Estaba un poco decepcionado, pero tampoco podía culpar a Claude por ello.

Ni siquiera Rezen era un Santo.

La única razón por la que intentaba salvar a su gente era el hecho de que su vida no corría peligro inmediato.

Si alguna vez llegara un momento en que su vida y la de sus subordinados se vieran amenazadas, se pondría a sí mismo en primer lugar.

No se podía evitar; era solo una persona normal hacía unos meses.

No se creía una especie de protagonista lleno de un desbordante sentido de la justicia.

Pero aun así, Rezen todavía quería ayudar a rescatar a sus subordinados lo antes posible, antes de que los convirtieran en materiales para los núcleos de hombres bestia.

Qué debía hacer…

Rezen miró a su alrededor y sus ojos se posaron en la maceta de lavanda que había sobre la mesa frente a él.

Tierra…

plantas…

granja…

Rezen entrecerró los ojos mientras pensaba en algo.

—H-hermano, ¿cuánto dinero tienes?

—preguntó Rezen y, aunque a Claude le pareció extraño, respondió igualmente.

—Unos cincuenta millones de piedras de maná, ¿supongo?

—respondió Claude.

Ese dinero se lo había dado su familia y, por supuesto, él lo aceptó con gusto.

Podía usar ese dinero para su cultivo o para ayudar a los necesitados.

¿Por qué lo rechazaría?

—Cincuenta…

es mucho, pero…

quiero que sea suficiente, aunque no estoy seguro…

—¿Qué quieres decir?

Rezen pensó en lo que debía decir primero mientras respiraba hondo.

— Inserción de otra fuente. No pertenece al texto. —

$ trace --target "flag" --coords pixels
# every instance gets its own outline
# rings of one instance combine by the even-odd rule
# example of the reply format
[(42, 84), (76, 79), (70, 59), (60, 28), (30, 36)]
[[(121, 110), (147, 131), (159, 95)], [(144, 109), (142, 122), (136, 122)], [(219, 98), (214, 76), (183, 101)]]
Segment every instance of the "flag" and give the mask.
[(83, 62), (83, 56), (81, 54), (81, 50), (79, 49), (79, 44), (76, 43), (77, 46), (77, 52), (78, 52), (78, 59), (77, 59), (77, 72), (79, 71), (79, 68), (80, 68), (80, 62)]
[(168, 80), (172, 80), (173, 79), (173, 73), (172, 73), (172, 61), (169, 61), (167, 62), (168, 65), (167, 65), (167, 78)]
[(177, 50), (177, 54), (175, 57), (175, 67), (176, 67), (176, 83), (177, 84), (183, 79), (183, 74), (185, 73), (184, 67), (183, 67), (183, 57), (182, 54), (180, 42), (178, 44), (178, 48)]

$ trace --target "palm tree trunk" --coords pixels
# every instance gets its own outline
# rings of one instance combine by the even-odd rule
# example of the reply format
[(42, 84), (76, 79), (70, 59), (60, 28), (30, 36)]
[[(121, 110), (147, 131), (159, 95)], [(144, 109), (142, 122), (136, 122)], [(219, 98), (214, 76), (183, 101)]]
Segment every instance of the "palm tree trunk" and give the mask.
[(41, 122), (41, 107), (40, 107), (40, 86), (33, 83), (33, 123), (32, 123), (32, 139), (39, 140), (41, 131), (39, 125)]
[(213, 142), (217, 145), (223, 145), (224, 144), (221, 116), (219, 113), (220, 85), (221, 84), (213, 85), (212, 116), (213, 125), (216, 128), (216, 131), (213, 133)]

—Hermano, si tuvieras que sacrificar todo tu dinero para ayudarnos a salvar a nuestra gente, ¿estarías dispuesto?

—preguntó Rezen, y Claude respondió sin la menor vacilación.

—Por supuesto.

Si esto es algo que el dinero puede resolver, no solo te daría todo mi dinero, sino que también haría todo lo posible por conseguir más —dijo Claude con seriedad.

Eso era lo que sentía de verdad.

Por dentro, se sentía culpable y también se consideraba una mala persona por no hacer nada.

Sin embargo, no quería causar un derramamiento de sangre y perder su poder, el poder que podía usar para salvar a más gente de la que podría si actuara según su propia brújula moral en este momento.

—Hermano, no estoy seguro de si esto va a funcionar y podrías perder tu dinero para nada.

¿Estás de acuerdo con eso?

—preguntó Rezen con seriedad para asegurarse, y Claude asintió con la cabeza.

—El dinero se puede volver a ganar, pero las vidas no —dijo Claude, y Rezen asintió con la cabeza.

—Entonces, dame tu dinero, pero tiene que ser en forma de piedras de maná.

Necesito todas las piedras de maná que tengas —dijo Rezen, y Claude salió inmediatamente a buscar lo que Rezen necesitaba sin siquiera preguntar para qué se usaría el dinero.